3.5 Publish VPC Flow Logs to CloudWatch Logs

When publishing VPC flow logs to CloudWatch Logs, flow log data is published to a log group, and each network interface has a unique log stream in the log group. Log streams contain flow log records. You can create multiple flow logs that publish data to the same log group. If the same network interface is present in one or more flow logs in the same log group, it has one combined log stream. If you've specified that one flow log should capture rejected traffic, and the other flow log should capture accepted traffic, then the combined log stream captures all traffic. For more information, see Flow Log Records.

Consider how you will use the collected VPC Flow Log data. On internal networks visibility of intended and unintended traffic can facilitate diagnosing issues.
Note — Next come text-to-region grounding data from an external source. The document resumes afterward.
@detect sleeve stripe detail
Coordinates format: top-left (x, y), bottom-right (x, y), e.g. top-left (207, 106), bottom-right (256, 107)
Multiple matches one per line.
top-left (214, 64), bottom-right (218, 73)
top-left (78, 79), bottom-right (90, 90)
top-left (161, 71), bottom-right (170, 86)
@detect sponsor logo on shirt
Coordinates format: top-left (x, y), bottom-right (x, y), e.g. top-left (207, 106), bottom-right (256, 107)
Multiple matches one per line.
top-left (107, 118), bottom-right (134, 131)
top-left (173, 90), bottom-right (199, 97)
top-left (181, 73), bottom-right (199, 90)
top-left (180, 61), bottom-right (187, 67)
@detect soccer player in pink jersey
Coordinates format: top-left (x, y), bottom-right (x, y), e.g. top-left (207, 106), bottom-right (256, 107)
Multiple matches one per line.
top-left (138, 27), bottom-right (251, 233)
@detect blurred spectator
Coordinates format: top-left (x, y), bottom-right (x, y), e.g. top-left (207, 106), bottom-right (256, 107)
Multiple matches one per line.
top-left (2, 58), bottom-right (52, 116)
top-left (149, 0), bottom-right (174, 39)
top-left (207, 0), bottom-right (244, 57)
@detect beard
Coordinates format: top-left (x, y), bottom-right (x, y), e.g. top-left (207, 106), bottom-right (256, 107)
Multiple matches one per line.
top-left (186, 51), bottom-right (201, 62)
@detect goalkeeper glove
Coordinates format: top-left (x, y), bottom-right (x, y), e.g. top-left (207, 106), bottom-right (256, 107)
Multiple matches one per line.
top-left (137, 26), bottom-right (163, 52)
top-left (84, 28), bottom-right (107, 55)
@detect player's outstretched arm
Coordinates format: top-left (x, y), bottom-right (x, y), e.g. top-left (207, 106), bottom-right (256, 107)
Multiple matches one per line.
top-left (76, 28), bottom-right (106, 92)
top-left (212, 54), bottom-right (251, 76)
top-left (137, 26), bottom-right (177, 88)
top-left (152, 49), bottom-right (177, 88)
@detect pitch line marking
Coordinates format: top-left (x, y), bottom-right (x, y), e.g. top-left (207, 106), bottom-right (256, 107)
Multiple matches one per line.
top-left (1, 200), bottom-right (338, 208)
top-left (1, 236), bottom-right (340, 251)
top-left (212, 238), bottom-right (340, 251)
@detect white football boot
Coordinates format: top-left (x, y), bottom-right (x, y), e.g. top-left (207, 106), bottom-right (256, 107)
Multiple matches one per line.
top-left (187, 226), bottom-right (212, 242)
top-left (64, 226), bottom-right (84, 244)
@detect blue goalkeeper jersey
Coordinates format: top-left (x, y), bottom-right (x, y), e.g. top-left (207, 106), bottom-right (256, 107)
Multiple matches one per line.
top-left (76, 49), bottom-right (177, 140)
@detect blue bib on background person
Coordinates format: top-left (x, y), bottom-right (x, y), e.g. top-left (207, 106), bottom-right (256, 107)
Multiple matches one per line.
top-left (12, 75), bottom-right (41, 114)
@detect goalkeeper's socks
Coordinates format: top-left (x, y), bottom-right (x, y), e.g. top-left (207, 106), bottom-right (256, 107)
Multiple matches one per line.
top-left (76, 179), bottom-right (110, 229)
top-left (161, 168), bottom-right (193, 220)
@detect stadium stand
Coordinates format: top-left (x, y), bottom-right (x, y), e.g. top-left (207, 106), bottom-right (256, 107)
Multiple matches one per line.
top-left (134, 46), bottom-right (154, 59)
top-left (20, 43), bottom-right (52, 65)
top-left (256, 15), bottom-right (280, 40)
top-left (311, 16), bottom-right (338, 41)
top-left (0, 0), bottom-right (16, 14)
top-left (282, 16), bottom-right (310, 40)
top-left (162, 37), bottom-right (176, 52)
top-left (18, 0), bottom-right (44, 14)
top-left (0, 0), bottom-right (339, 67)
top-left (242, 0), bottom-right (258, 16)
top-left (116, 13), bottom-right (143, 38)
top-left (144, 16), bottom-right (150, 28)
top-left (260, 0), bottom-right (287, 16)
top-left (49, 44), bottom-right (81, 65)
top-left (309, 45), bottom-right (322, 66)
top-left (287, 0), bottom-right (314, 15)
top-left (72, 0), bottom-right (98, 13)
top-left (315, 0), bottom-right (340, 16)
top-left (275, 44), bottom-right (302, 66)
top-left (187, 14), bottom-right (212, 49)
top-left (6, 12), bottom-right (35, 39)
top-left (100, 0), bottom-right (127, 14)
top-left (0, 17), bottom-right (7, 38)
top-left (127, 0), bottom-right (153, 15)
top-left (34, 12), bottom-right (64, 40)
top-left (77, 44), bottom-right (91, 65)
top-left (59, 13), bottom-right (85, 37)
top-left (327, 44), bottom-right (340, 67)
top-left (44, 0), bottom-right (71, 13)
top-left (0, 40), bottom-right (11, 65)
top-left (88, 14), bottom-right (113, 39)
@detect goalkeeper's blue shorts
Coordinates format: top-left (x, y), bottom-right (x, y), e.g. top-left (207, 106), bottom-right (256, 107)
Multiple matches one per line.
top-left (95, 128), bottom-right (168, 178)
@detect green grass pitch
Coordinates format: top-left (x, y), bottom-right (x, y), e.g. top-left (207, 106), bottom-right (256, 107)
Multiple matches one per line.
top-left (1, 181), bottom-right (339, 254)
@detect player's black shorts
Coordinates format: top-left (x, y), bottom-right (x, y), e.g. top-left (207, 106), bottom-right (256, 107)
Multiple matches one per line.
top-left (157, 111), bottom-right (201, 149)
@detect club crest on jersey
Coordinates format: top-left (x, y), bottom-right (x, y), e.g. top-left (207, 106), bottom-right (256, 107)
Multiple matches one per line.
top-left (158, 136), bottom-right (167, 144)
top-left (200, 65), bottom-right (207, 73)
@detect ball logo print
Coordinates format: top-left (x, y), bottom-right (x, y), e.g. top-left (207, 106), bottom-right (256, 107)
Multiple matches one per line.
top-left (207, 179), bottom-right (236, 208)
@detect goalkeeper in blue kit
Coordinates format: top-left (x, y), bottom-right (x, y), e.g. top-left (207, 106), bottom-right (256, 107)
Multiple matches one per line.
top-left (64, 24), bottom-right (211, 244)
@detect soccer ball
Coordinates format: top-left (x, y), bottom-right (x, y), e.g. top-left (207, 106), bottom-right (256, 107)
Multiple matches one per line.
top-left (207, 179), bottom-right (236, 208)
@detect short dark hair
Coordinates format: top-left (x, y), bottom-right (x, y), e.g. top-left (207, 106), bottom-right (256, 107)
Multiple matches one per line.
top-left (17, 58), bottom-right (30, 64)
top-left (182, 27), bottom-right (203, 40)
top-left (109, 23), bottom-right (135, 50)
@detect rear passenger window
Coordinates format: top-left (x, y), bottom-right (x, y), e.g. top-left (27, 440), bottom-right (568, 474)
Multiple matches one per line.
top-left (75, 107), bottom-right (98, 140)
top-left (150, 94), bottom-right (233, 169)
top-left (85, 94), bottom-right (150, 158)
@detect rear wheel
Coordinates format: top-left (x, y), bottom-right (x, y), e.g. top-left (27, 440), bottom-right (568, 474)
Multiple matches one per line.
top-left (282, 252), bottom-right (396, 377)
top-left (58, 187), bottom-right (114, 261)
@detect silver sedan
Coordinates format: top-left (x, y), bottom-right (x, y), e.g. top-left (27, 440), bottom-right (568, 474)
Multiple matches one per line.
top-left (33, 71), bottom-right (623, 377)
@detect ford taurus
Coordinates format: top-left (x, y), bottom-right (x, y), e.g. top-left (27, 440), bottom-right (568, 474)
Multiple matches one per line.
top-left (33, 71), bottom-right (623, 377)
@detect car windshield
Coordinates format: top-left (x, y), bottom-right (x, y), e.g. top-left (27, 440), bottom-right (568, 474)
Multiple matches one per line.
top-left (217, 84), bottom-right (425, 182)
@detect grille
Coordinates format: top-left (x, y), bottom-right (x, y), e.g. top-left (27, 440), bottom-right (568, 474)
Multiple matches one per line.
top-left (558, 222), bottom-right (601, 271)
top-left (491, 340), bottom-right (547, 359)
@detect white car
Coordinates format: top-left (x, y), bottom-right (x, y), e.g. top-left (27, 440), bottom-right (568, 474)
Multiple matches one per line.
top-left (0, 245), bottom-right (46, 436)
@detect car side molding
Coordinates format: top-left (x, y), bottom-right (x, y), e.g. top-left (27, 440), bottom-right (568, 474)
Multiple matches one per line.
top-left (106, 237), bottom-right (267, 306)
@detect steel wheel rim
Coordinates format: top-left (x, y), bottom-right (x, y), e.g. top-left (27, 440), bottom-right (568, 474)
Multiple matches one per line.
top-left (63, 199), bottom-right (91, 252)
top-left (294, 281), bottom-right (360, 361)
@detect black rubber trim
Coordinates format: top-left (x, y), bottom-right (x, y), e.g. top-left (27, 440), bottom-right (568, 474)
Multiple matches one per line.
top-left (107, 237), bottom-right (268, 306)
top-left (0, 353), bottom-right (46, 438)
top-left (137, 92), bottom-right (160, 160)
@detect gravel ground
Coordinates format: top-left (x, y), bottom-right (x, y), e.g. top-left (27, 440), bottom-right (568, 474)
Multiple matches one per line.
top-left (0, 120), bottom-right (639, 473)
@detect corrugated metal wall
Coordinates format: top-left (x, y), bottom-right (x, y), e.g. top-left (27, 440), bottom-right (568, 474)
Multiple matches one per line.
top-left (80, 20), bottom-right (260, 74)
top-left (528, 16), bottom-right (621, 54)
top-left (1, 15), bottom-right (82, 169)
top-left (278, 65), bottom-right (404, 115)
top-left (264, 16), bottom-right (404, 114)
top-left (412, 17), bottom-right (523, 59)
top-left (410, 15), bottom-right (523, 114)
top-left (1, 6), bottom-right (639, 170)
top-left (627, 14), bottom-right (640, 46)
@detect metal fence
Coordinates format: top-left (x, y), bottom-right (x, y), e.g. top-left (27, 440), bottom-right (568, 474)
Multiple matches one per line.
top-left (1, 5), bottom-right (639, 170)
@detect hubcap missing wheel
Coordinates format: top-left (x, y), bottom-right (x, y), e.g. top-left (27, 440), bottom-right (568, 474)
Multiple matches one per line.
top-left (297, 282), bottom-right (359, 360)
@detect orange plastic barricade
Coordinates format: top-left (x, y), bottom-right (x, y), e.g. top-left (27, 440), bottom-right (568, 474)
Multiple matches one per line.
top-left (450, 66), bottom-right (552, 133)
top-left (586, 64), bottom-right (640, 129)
Capturing rejected traffic on your Internet Gateway by default may result in storing and processing a lot of data with limited value to you. Remember you can always enable the capability when needed and then disable it when no longer needed to help optimize the value your get from CloudWatch.

(Optional) Create a flow log for your VPC

Note: The following steps have been completed for you by the CloudFormation script.

  1. Open the Amazon VPC console and navigate to Your VPCs by clicking on this link.
  2. Select your ExampleCorp VPCs and then choose Actions, Create flow log.
  3. For Filter, choose All from the pull down list to log accepted and rejected traffic.
  4. For Destination, choose the default Send to CloudWatch Logs.
  5. For Destination log group, type the name of a log group in CloudWatch Logs to which the flow logs are to be published. If you specify the name of a log group that does not exist, it will attempt to create the log group for you. Enter ExampleCorpVPC in the text box next to Destination log group*.
  6. For IAM role select the role with name in the form (your stack name)-FlowLogsRole-(random string). It was created by the CloudFormation script with permissions to publish logs to CloudWatch Logs.
  7. Choose Create.
  8. Open the CloudWatch console and navigate to Logs by clicking on this link.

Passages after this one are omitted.